Australian wave made a significant appearance, with the Mix-Up tent featuring Peking Duk, Basenji, and a particularly on-point Wave Racer. Although the open-air tent wasn’t particularly conducive to daytime sets – dim enough to be seedy, not dark enough to effectively used projectors – Wordlife dropped a deeply appreciated set, culminating in a filthy-innocent inclusion of You Used To Fuck Me. Hot Dub Time Machine played an uninspired but bloody fun party set, highlights including a balloon drop for Nena and a forced audience crouch for House Of Pain.
For anyone who caught Group Love at Big Day Out earlier in the year, you know that they are worthy of their slot on the main stage at Splendour. They had the entire amphitheatre on their feet from their first song, I’m With You. This is a band that breathes so much more life into their songs during their shows that despite what you think you’ve heard from them, you need to see them live.
Penultimate Saturday act FOALS were absolutely on-point, and often wordless – they opened with a math-rock instrumental, for instance – and delivered the kind of smart, pointillist music a Splendour crowd could still groove to. A sweaty, soulful Yannis Philipakkis did his band’s name justice, practically prancing across the stage in an incredibly energetic set that occasionally drifted from Vampire Weekend pop into DnB breaks.

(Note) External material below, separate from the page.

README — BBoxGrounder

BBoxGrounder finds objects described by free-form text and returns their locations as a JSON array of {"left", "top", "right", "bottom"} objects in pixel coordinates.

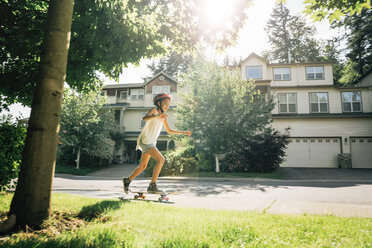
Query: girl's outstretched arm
[{"left": 163, "top": 118, "right": 191, "bottom": 136}]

For some reason, Foster The People broke out on stage to an underwhelming and disinterested audience. Frontman, Mark Foster, worked every inch of the stage as he led the band and tried his best to engage the uninterested crowd. It wasn’t until they closed the set with Pumped Up Kicks that everyone finally got up to dance and sing along. Put this down to them being placed before Lily Allen.
Festival circuit queen Lily Allen burst onto a stage full of illuminated milk bottles with back up dancers in tow. ‘Are you ready to close this fucking festival, Splendour?’ Allen asked, before jumping straight into Smile. The session band’s live interpretations of her radio-friendly pop suited the festival vibe perfectly and some what made some of her less popular songs more enjoyable. Despite continually talking about her camel toe and asking someone to throw her a fag, Allen seems to have matured her performance since last time she graced our shores in 2007.